Vaccarello’s collection was logo all the way: the show opened with an ‘Anthony Vaccarello spring/summer 2015’ t-shirt styled under one of the designer’s typical asymmetrical leather skirt suits. This was followed throughout by maxi-close-ups of those same words on dresses and tops; mainly the A, which will surely be a hit with anyone carrying that initial. How’s about a two-tone, asymmetrical, studded halter neck ‘A’ mini dress, Ms Wintour?
The blown up letter motifs couldn’t help but remind some of us of the blown-up Greco print Vaccarello’s new boss at Versus showed in her mainline collection last Friday in Milan, but great minds – as they say – think alike. Perhaps Vaccarello felt like he had to be more visual in his branding, in a collection that actually seemed to add a new dimension of garments (or rather, a lot more of them) to the designer’s scantily clad universe. An oversized nautical striped blazer, for instance – a women’s weekly would dub it a ‘boyfriend blazer’, no doubt – was a welcome breath of something slightly more mannish on the Vaccarello runway, which didn’t make things any less sexy.

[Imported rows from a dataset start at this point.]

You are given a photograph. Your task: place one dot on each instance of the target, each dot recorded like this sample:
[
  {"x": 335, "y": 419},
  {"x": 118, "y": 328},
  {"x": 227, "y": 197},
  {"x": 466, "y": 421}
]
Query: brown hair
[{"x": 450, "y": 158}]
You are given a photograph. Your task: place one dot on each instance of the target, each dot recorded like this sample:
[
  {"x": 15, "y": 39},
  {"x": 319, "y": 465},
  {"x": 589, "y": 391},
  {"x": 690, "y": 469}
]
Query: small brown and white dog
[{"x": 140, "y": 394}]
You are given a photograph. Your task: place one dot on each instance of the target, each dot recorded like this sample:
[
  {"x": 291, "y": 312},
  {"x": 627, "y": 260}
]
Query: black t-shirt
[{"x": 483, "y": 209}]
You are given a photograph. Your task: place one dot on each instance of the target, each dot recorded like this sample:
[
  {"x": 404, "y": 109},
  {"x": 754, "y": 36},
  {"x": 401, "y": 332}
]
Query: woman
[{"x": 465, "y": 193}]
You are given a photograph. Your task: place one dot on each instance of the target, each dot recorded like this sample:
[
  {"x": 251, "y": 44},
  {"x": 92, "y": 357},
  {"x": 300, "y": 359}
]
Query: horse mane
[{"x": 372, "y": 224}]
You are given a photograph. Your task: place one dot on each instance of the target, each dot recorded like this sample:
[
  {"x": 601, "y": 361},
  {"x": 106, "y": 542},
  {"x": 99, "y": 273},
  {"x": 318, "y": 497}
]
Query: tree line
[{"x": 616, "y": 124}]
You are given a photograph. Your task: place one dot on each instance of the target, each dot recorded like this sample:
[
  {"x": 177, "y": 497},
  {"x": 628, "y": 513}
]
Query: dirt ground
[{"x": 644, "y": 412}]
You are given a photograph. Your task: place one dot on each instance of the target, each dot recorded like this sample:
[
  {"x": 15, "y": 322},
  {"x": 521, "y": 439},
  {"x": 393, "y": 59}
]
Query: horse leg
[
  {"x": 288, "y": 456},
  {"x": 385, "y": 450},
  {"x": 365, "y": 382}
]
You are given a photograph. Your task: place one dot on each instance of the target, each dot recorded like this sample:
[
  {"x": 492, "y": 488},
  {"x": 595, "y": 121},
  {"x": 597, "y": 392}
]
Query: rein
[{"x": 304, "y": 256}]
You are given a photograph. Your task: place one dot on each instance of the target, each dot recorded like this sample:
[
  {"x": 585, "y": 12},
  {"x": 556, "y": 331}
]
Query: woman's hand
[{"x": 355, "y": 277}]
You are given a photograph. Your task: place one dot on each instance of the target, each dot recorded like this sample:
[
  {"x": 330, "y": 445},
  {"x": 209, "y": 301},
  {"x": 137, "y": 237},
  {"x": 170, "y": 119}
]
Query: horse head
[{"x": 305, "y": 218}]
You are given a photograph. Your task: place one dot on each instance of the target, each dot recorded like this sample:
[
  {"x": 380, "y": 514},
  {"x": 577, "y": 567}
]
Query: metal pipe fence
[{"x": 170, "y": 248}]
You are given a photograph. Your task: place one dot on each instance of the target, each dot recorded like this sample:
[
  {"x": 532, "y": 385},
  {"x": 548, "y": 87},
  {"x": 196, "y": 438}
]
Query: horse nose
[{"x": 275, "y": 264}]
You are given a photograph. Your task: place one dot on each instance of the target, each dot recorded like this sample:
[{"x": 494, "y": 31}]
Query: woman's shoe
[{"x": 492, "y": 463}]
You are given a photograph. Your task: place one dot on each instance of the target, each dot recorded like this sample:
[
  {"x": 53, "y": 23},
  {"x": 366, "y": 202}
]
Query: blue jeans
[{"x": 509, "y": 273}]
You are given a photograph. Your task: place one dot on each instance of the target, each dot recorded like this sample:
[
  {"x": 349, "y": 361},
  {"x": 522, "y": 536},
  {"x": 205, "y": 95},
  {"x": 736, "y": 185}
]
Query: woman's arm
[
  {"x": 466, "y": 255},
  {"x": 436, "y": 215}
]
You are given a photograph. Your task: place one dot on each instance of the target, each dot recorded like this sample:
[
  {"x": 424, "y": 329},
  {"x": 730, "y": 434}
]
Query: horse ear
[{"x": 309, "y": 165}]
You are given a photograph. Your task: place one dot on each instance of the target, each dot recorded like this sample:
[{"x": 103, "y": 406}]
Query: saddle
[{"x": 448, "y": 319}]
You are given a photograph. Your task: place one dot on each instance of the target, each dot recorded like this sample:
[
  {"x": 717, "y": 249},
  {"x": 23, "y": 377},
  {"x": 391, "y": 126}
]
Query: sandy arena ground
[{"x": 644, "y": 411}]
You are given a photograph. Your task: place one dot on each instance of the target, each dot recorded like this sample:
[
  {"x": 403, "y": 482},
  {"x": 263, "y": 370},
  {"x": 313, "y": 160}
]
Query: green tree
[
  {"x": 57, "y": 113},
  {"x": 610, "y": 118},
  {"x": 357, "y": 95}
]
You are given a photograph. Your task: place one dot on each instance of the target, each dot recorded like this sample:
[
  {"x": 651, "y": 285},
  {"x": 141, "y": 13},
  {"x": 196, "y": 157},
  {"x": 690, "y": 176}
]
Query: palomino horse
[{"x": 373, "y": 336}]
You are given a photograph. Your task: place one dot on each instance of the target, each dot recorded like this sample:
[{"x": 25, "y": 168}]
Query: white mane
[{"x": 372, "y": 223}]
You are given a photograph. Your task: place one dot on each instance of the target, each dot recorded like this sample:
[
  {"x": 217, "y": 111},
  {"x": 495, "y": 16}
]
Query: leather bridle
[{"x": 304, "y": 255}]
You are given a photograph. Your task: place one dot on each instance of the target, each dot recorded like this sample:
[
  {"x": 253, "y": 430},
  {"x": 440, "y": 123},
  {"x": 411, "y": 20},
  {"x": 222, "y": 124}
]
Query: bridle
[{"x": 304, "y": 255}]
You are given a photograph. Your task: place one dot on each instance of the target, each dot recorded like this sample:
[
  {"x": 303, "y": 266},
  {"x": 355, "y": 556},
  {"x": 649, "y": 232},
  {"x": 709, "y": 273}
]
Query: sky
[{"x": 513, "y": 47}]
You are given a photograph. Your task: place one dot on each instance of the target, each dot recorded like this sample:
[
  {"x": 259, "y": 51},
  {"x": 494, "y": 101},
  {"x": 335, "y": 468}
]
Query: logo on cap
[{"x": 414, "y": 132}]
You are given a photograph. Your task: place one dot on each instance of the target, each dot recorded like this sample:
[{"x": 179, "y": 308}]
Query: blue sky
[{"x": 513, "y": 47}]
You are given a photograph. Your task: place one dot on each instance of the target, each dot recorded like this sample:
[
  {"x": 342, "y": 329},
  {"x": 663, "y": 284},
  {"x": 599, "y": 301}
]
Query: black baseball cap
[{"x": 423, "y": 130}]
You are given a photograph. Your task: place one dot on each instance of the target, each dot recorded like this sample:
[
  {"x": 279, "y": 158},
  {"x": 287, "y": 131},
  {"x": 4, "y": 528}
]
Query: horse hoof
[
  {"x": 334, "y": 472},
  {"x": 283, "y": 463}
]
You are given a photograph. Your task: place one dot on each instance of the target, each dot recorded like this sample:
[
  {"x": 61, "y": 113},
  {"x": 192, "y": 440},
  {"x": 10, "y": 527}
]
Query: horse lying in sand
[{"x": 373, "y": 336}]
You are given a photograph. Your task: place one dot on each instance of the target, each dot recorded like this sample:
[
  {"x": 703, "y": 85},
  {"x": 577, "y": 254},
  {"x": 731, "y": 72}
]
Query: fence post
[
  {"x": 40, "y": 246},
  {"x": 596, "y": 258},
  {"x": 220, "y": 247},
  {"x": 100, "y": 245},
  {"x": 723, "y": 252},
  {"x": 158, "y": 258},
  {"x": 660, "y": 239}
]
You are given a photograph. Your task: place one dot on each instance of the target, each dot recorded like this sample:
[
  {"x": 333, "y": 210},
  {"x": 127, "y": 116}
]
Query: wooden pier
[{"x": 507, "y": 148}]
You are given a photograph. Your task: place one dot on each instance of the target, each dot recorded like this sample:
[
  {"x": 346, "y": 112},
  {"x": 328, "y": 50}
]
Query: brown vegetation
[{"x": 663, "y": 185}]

“Can’t do it without you,” Caribou sang on the Tale Of Us and Mano Le Tough remix of his song on the soundtrack as models walked through the Cité de la Mode et du Design with the Seine as their backdrop. And after the year Vaccarello has had, you could dedicate the words to anything or anyone from those mini-dresses that have catapulted him into fame, to Donatella Versace, to his ever-growing, trusty fan base, who’ll soon be parading their A around town.